A: We generally use ranibizumab for patients indicated for the drug: those with choroidal neovascularization secondary to age-related macular degeneration. We have been using bevacizumab in patients with AMD who choose to have that drug, and for indications that are off-label for ranibizumab, such as diabetic macular edema, central or branch retinal vein occlusion, plus disease, and other things.

There are a number of problems with using bevacizumab. Patients have to sign an advance beneficiary notice informing them that insurance may not pay for the drug. And indeed, sometimes the insurance plan will not pay, or they may pay initially and then reverse the decision and want the money back, in which case we have to go back to the patient to try to recover the money.

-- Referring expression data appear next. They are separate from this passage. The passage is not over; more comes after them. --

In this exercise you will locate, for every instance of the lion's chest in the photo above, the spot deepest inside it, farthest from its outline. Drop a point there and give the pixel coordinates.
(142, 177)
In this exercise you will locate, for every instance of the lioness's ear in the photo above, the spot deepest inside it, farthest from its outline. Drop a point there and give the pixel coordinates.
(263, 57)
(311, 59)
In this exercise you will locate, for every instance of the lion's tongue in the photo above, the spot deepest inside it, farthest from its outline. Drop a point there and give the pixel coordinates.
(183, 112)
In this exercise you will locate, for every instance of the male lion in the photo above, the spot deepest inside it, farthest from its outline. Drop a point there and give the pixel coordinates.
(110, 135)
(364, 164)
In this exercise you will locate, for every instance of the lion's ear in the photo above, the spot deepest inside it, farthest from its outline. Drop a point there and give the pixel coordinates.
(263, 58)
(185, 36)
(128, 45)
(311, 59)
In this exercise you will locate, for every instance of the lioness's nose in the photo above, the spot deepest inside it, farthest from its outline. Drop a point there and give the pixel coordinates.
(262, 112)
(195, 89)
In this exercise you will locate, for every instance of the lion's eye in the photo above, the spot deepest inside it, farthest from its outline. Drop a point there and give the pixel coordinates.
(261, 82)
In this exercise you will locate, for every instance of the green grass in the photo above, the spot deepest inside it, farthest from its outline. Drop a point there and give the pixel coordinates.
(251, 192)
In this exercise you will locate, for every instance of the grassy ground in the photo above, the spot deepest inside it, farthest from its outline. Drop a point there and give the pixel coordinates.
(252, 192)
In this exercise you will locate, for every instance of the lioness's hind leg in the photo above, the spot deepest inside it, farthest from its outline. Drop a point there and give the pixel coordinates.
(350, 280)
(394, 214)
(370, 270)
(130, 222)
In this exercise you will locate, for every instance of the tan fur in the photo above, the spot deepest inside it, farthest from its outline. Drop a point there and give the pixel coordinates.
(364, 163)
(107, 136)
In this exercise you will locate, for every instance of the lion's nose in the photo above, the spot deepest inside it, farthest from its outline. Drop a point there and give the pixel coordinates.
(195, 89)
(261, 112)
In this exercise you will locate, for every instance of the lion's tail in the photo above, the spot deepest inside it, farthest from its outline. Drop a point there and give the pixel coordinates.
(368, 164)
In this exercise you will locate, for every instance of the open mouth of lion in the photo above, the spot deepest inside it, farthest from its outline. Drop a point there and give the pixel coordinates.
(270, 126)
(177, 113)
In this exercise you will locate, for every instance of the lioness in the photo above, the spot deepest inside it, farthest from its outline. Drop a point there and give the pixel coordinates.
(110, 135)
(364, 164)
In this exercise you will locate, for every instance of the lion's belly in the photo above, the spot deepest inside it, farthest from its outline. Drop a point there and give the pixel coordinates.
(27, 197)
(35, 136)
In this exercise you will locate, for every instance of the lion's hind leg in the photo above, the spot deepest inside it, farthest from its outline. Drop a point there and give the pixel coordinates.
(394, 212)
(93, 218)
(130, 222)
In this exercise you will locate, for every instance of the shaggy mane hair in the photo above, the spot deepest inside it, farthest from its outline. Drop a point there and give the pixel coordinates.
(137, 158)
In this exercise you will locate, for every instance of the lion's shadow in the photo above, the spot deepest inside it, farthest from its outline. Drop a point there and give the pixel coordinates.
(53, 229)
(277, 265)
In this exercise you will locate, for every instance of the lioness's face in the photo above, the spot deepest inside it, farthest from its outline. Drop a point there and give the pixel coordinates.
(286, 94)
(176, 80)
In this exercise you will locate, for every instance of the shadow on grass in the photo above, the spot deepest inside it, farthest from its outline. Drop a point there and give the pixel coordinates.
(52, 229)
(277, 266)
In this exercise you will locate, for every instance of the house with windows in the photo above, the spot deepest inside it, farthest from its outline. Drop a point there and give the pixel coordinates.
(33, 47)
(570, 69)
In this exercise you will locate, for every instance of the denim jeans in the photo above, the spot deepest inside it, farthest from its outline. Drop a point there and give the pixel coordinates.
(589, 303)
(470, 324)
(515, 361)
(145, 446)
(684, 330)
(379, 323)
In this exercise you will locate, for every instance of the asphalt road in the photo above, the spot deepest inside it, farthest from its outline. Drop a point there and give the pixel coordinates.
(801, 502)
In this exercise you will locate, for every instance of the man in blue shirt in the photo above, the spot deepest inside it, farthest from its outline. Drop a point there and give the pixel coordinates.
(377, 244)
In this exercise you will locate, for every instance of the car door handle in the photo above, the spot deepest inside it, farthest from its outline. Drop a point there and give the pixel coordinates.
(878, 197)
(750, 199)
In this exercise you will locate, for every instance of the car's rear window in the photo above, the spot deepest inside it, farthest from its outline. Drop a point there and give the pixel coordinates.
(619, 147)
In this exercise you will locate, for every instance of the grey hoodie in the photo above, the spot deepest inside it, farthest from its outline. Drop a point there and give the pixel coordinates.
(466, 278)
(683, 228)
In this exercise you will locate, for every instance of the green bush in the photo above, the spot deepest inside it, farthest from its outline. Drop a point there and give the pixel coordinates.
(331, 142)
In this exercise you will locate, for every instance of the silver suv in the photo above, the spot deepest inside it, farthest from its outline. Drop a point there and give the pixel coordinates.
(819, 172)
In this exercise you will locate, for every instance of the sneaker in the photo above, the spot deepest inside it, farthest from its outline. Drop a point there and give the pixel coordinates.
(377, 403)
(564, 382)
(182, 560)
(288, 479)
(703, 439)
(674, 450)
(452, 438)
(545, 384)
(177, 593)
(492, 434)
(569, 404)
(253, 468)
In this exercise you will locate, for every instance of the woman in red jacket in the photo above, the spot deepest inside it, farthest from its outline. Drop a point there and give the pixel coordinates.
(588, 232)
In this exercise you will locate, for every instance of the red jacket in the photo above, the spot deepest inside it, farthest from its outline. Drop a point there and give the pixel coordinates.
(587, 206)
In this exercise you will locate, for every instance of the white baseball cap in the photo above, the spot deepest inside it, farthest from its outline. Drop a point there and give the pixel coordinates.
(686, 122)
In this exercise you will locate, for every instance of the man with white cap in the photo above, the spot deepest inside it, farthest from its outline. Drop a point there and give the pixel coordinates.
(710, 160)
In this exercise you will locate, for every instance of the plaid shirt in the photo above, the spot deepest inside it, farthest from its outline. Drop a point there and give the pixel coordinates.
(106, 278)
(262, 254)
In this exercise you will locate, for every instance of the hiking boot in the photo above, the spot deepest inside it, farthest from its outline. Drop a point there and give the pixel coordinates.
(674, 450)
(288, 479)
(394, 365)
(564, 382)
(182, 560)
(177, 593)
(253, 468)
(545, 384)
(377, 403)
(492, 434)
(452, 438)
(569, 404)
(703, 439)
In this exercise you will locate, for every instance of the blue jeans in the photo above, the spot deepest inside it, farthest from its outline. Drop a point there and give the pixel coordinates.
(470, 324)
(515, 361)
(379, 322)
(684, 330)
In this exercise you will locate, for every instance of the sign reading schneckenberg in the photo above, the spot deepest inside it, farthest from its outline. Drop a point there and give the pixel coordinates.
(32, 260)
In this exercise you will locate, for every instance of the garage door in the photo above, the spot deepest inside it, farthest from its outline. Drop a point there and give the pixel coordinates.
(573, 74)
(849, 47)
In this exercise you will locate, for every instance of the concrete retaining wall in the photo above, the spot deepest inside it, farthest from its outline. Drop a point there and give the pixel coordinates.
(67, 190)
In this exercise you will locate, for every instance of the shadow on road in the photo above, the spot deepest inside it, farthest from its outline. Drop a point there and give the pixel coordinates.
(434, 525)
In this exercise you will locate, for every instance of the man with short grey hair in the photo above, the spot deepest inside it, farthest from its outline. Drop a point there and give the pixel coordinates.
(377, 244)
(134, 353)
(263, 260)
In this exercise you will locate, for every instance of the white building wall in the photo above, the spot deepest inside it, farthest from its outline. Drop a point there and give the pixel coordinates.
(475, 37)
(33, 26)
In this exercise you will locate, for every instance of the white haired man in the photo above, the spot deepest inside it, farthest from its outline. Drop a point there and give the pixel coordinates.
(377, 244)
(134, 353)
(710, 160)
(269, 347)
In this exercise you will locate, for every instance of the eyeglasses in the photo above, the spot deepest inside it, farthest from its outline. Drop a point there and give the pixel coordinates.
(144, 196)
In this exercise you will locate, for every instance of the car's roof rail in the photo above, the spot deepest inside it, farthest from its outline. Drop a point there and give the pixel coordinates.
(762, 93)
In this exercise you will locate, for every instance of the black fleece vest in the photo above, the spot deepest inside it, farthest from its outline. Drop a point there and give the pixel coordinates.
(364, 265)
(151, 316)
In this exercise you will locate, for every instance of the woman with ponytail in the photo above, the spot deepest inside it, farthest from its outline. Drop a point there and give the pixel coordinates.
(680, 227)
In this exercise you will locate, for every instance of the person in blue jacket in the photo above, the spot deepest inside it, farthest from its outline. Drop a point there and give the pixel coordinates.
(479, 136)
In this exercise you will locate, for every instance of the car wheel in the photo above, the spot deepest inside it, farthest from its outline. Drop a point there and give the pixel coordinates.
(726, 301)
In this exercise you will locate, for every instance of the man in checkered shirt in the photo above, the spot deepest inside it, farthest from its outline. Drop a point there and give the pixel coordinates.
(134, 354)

So there are a number of potential problems with insurance.

Another potential problem with bevacizumab is the need to use a compounding pharmacy. We have a local compounding pharmacy that does a good job for us and gets the drug to us the next day. To date we have not had any inflammatory problems, but that may be a matter of time. I call this the "pharmacy risk" of using bevacizumab. There are extra steps, and we do not know the people doing the work personally or have direct control over them. We just don't know what is in that syringe from the pharmacist the same way we know what is in the vial from Genentech. My nightmare is giving 20 bevacizumab injections in a day, and the next day all of those patients have infections.

Genentech has a program that helps provide ranibizumab for off-label uses, and the company has been good about providing ranibizumab in most of those cases. So if possible we will use ranibizumab even for off-label indications.

Q: Are there special considerations in your practice due to your geographical area? For instance, are there differences in the way things are handled for "snowbirds"?
A: Tampa is pretty much a normal community in terms of demographics. It's got the port, businesses, banking, and so forth. So in our Tampa office, while there is some increase in business during the winter, maybe 10%, it is not as marked as in Lakeland, where a third of the business can be snowbirds.

There are sometimes treatment issues with the snowbird patients. We have seen some cases where we have been giving monthly injections, and when the patient goes north the doctor decides to follow them, and when they come back they have lost vision. We are not happy when we see that. On the other hand, if the physician up north has been following them with observation for 3 or 4 months and the patient is doing well, generally those patients do not want to start up the shots again, so we try to go along with what has been done up north.

As I noted previously, that is not the best care, in my opinion, but I may be wrong. When the CATT (Comparison of Age-related Macular Degeneration Treatment Trials) study results come out, we will all know the answers to these questions.

If a patient has been getting bevacizumab from the doctor up north and wants to continue with it, then that is what we give him.